Uno scherzo da ragazzi

 Cosa c’è nelle facce dei ragazzi macellai di Verona? Che cosa si trova nelle facce da bullo dei compagni di scuola di Viterbo? Normalità, visi normali, sguardi normali, la violenza banale, la banalità del male, direbbe Hannah Arendt. Perché? Cos’altro dovremmo trovarvi? Segni di appartenenza, borchie, rasature, tatuaggi? Ma qui quella che si esprime è invece la provincia dell’anima. Il provincialismo che ha bisogno del gruppo per sfogarsi, che ha bisogno della vittima a portata di mano per divertirsi o per affermarsi appena un po’, in discoteca, al pub, a scuola.

Sono facce per bene, facce d’angelo, ma dall’altro canto anche il protagonista di Arancia Meccanica, spogliato del travestimento, era un povero sfigato. La sua punizione sembrava quasi non avere nulla a che fare con la sua mediocrità, con la sua pochezza.

Di cosa sono frutto queste facce? Della camera dei ragazzi con i puffi, magari mescolati con qualche bandiera di destra, magari no, del mammismo italiano, del provincialismo del benessere, di un’Italia ormai tutta diventata provincia, uscita dal mondo rurale che ha conquistato le città piccole e medie e vi si esprime con i mezzi che può: pettegolezzo, piccole meschinità, senso del noi, del noi rozzo e minuto, quello del dialetto inteso come esclusione di tutti gli altri.

E’ un sentimento normale, in fin dei conti che male c’è a essere provinciali, domestici, a pensare che tutto è casa nostra, e guai a chi ci sporca lo zerbino. E’ la meschinità normale di chi prende la badante per la vecchia mamma e poi però la disprezza perché ci toglie il lavoro a noi, di chi va a nigeriane, ma le disprezza perché non sono come noi.

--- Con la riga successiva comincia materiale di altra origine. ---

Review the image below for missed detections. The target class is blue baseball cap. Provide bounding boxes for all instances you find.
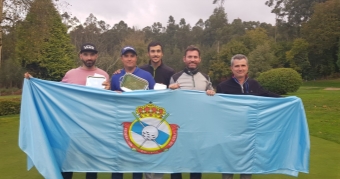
[121,46,137,55]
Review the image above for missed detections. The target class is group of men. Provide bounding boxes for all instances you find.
[25,42,279,179]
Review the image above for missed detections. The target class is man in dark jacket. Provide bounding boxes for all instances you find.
[140,42,175,87]
[216,54,280,97]
[216,54,280,179]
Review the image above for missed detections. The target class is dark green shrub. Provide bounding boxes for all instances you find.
[257,68,302,94]
[0,100,20,116]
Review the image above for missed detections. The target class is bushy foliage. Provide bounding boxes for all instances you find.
[15,0,76,81]
[257,68,302,94]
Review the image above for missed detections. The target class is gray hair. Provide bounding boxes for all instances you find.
[230,54,248,66]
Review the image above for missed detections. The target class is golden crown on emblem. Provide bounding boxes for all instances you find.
[136,104,166,119]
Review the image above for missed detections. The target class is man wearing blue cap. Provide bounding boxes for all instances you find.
[111,46,155,91]
[111,46,155,179]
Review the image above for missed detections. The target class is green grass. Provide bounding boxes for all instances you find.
[289,80,340,144]
[0,115,340,179]
[302,79,340,88]
[0,95,21,100]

Piccolo mondo antico su cui i politici giocano i propri slogan, convinti di avere a che fare con chi sa quale potenziale e poi ritrovandosi nelle mani un paese immaturo, ritardato mentalmente e culturalmente. E’ l’idiozia dei film di Lars Von Trier, dei cattivi che non sanno nemmeno di esserlo, perché l’anima non si sono mai accorti di averla. E’ la provincia di tutta Italia che diprezza gli intellettuali, a destra e a sinistra, che pensa che i libri complicano la vita e che sapere le lingue serva a rimorchiare e indirizza i propri figli verso una cornice che non li allontani mai troppo dalle gonne di mamma.

Queste facce sono le stesse al nord e al sud, somigliano ai figli dei mafiosi e dei camorristi, anche loro immersi nel bambagiume di un benessere che i loro padri hanno raccolto. Queste facce puliscono le vite dei loro padri e delle madri, proprio come si ripulisce il denaro sporco investendo in boutique e pub. Sono facce non diverse da quelle adolescenziali che campeggiano nei grandi cartelloni della moda.

Sono casa, scuola, paese, sono anticittà, soino la crudeltà della campagna che non ha mai sopportato altro che i rapporti controllati e i territori controllati, sono la ferocia dei fighi, di quelli che sanno sempre essere cool, ma poi non troppo, c’è sempre una mamma che perdona da qualche parte.

Se è vero che la prima cosa che quelli che entrano per reati di mafia all’Ucciardone si fanno tatuare sul braccio è un asso di bastone con su scritto “Mamma Perdona”, allora questo motto vale per tutta l’Italia di oggi. La crudeltà è uno scherzo da ragazzi, in fin dei conti non si cade mai fuori dal giro, nemmeno ammazzando un compagno di banco. Sono facce che si somigliano tutte e che per un momento il fuoco della cattiveria illumina, ma che ricadono subito dopo nel pozzo patetico della inutilità del benessere.